The Double Rib Contour Sign (DRCS) in lateral spinal radiographs: aetiologic implications for scoliosis
- PMID: 15456003
The Double Rib Contour Sign (DRCS) in lateral spinal radiographs: aetiologic implications for scoliosis
Abstract
All lateral spinal radiographs in idiopathic scoliosis show a DRC sign of the thoracic cage, a radiographic expression of the rib hump. The outline of the convex overlies the contour of the concave ribs. The aim of this study is to assess this DRC sign in children with and without Late Onset Idiopathic Scoliosis (LOIS) with 10 degrees -20 degrees Cobb angle, and to examine whether in scoliosis the deformity of the thorax or that of the spine develops first.
Methods and material: The radiographs of 133 children referred to hospital in a school screening study were examined. There were 47 boys and 86 girls, 13.28 and 13.39 years old respectively. The Cobb angle was measured and the radiological lateral spinal profile (LSP) was appraised from an angle made by a line drawn down the posterior surface of each vertebral body (T1-L5) and by the vertical. The children, boys and girls, were divided in 5 groups, namely: 1) with straight spines, 2) with spinal curvature having a Cobb angle <10 degrees, 3) with thoracic, 4) thoracolumbar and 4) lumbar curves 10 degrees -20 degrees. For quantification of the DRC sign, the "rib index" was defined as d1/d2 ratio, where dl expresses the distance from the most extended point of the most projecting rib contour (RC) to the posterior margin of the corresponding to point vertebra and d2 expresses the distance from the posterior margin of the same vertebra to the most protruding point of the least projecting RC. In a symmetric and non-deformed thorax, these two RC lines are superimposed and the "rib index" is 1.

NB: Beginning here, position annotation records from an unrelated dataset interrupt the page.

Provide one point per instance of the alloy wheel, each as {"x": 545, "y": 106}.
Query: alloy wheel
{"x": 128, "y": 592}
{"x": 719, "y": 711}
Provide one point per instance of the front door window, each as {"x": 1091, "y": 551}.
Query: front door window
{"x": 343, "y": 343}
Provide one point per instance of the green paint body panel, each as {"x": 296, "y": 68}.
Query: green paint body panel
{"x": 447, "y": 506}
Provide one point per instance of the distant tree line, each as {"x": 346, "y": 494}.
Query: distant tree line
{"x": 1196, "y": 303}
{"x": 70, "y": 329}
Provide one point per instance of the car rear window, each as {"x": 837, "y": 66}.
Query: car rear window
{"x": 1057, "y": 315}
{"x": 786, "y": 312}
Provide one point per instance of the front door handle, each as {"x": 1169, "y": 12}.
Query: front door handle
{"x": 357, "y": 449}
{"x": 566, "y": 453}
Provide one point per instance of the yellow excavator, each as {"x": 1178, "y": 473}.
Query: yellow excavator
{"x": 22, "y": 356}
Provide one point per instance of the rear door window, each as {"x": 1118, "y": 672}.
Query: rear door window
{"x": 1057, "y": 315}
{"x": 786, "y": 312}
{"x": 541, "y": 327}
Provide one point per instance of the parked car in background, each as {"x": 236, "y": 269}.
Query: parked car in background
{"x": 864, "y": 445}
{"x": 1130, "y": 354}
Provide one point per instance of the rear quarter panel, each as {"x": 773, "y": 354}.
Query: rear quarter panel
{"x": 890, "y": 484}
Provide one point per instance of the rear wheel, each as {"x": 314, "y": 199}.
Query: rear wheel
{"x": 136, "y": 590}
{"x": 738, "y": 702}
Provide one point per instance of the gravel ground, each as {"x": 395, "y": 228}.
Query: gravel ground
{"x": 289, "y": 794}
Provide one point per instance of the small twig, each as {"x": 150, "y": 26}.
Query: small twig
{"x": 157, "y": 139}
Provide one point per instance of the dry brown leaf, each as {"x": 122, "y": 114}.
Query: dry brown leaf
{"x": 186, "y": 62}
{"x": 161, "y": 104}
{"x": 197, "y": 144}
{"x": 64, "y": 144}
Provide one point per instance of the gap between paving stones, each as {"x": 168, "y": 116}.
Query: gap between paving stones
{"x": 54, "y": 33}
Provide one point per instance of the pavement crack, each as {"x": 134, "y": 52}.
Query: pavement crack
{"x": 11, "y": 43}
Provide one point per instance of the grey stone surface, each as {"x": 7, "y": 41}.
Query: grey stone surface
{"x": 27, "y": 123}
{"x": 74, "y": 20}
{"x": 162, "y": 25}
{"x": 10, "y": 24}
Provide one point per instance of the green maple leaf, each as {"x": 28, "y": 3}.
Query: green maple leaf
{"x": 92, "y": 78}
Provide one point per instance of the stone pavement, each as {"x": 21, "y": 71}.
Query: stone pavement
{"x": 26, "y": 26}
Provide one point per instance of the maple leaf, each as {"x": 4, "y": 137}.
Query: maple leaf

Results: The statistical descriptive of d1 and d2 in boys and girls are presented together because they are not statistically different. There are no sex differences of the "rib index" which is 1.45, 1.51, 1.56, 1.59, 1.47 for the 5 respectively aforementioned groups. According to statistical analysis, there is no correlation of the Cobb angle with the "rib index" of thoracic, thoracolumbar and lumbar scoliosis groups. The DRC sign is present in all referrals and scoliotics. The data show a correlation of the "rib index" with each of T2, T3, T4, T5, T6 and T7 LSP in girls with lumbar curvatures.
Discussion: The DRCS primarily appears because of the rib deformation and secondarily because of the vertebral rotation, as it could be present in straight spines with no vertebral rotation. In all our school-screening referrals, (having ATI > or = 7 degrees), the thorax deformity, in terms of the DRC sign, has already been developed. 70% of these children were scoliotic. The others had a curvature of less than 9 degrees of Cobb angle (10%) or they were children with straight spines (20%) who were followed because of their existing rib hump. The non-scoliotics were 1,5-2 years younger than the ones who had already developed scoliosis, and they had both approximately a "rib index" of 1,5. The DRC sign is present in all referrals. In contrary, there is no scoliotic spine without it, as the DRC sign is always present in scoliotic lateral spinal radiographs with no exception. This observation supports our hypothesis that in idiopathic scoliosis, the deformity of the thorax develops first and then the deformity of the spine follows.